Yoga may not be the activity of choice for many people, but it is helpful to know that yoga along with physical therapy can be helpful in the treatment of many physical aliments, injuries, and conditions.

1. Ebnezar J, Yogitha Bali M, John R, Gupta O. Role of integrated approach of yoga therapy in a failed post-total knee replacement of bilateral knees. International Journal of Yoga. 2014;7(2):160-164
2. Garfinkel M, Schumacher HR (2000) Jr Yoga. Rheum Dis Clin North Am 26:125-132.
3. Wren AA, Wright MA, Carson JW, Keefe FJ. Yoga for Persistent Pain: New Findings and Directions for an Ancient Practice. Pain. 2011;152(3):477-480.
4. Ravi, S. Physiotherapy and Yoga for Joint Pain Treatment: A Review. J Yoga Phys Ther 2016, 6: 234
5. Lynton, Holly, Benjamin Kligler, and Samuel Shiflett. “Yoga in stroke rehabilitation: a systematic review and results of a pilot study.” Topics in stroke rehabilitation (2014).
6. Huang, Alison J., et al. “A group-based yoga therapy intervention for urinary incontinence in women: a pilot randomized trial.” Female pelvic medicine & reconstructive surgery 20.3 (2014): 147.
7. Naveen, G. H., et al. “Positive therapeutic and neurotropic effects of yoga in depression: A comparative study.” Indian journal of psychiatry 55.7 (2013): 400.
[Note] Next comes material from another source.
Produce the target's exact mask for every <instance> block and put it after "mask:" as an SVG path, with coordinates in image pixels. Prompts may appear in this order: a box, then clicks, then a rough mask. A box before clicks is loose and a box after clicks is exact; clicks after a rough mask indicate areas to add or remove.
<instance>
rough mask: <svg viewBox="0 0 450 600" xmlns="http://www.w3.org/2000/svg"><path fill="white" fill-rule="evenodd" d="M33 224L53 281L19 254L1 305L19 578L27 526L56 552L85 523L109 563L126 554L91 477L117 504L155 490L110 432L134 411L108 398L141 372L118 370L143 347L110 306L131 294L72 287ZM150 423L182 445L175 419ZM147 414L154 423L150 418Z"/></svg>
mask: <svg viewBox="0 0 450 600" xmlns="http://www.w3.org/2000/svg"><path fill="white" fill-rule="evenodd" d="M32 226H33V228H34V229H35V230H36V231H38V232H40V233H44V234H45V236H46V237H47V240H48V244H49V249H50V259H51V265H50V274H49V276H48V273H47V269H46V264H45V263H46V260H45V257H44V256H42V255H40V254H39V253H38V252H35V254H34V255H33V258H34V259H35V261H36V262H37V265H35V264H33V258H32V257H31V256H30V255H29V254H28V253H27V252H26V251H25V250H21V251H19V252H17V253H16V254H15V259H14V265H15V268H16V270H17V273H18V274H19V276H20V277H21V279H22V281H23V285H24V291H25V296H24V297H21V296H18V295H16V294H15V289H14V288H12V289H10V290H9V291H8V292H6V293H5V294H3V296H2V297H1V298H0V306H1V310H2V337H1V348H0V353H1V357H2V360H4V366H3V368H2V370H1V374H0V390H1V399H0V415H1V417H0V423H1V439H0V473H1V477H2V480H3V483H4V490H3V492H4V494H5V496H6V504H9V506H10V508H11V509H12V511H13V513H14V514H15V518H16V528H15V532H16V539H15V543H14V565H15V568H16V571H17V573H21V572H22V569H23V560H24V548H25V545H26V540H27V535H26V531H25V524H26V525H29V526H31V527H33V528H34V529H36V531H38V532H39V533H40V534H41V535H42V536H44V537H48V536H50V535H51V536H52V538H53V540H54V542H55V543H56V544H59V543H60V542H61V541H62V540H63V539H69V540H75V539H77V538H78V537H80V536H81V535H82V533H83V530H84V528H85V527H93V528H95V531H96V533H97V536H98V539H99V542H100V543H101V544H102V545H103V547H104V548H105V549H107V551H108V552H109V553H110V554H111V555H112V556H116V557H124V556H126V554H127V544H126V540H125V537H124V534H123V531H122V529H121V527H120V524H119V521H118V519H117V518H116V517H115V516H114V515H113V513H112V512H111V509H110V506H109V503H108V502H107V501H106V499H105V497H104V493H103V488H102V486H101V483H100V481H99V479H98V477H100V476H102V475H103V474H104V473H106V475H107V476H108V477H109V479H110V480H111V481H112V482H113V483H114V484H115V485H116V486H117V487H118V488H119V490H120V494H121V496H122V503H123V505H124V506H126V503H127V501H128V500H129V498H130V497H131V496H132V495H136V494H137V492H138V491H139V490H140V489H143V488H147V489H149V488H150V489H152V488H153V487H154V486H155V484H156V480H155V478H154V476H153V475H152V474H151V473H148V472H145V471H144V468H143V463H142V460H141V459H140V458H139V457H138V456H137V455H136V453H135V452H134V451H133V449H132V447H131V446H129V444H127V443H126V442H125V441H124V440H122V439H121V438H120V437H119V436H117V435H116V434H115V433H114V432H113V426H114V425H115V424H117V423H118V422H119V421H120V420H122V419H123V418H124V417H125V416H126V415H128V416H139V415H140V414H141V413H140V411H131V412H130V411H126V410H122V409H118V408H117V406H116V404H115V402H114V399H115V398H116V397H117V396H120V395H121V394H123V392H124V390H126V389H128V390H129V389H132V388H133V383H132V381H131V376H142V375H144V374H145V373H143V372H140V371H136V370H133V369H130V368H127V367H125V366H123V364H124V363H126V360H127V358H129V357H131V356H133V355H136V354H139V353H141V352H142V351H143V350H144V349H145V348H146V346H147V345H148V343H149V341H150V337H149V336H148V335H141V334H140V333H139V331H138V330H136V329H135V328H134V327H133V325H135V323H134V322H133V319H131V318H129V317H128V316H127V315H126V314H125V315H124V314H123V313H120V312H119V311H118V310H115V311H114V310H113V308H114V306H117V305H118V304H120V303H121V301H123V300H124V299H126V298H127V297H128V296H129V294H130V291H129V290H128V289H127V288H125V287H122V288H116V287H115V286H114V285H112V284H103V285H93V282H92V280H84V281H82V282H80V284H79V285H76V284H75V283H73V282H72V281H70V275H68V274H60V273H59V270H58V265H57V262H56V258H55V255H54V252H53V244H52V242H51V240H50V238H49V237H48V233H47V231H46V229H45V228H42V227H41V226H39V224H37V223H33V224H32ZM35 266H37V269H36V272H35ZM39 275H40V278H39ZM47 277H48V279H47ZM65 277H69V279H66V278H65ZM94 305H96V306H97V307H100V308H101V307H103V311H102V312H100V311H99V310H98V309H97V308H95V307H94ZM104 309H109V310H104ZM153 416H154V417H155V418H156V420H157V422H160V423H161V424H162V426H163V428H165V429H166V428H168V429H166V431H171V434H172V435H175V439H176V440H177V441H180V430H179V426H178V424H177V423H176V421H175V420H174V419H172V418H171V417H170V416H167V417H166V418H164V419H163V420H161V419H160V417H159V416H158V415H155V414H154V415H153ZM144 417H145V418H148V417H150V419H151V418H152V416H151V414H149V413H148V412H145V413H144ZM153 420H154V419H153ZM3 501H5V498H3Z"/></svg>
8. Kelley KK, Aaron D, Hynds K, Machado E, Wolff M. The Effects of a Therapeutic Yoga Program on Postural Control, Mobility, and Gait Speed in Community-Dwelling Older Adults. Journal of Alternative and Complementary Medicine. 2014;20(12):949-954
9. Tekur, P., et al. “A comprehensive yoga programs improves pain, anxiety and depression in chronic low back pain patients more than exercise: an RCT.” Complementary therapies in medicine 20.3 (2012): 107-118.